Here is the situation. I'm working on a Athearn Genesis SD-70M that came with some type of factory decoder. The owner sold it to a friend who has asked me to fix it. It came to me with the cab off and front headlight wires cut to close to reconnect. Same with the rear lights. It not has a Digitrax DH 165 AO decoder snapped loosely above the motor with no wires attached. 

I located and downloaded the manual for this decoder from here: http://www.digitrax.com/static/apps/products/mobile-decoders/dh165a0/documents/DH165A0.pdf

Since then I have been able to get the left and right track power hooked up from both ends of the loco.

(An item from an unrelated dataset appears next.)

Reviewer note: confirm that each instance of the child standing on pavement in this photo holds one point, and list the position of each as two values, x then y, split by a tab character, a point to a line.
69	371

I have got the motor hooked up and the loco runs. I have tested the FOF + and FOF as well as the FOR and FOR+ tabs for the front and rear lamps and they work. Now I would like to make sure of the placement of wires for the ditchlights and Im close to being lost.

If Im looking at page 6 of the manual linked to this post above, do the ditch lights hook to F!, F2, F3 & F4 on this decoder? Lets start with that as the first question and go from there.


----------



## Southern (Nov 17, 2008)

No. wires form one ditch light go to the F1+ and one to the F1, You will need a resistor. the other ditch lighthooks to F2+ and F2.,


----------



## I Am Fasha (Apr 2, 2013)

Southern said:


> No. wires form one ditch light go to the F1+ and one to the F1, You will need a resistor. the other ditch lighthooks to F2+ and F2.,


Okay that is question one from the my Mentor, question two from Grasshopper. This F1 and F2 are the function keys on the throttle right?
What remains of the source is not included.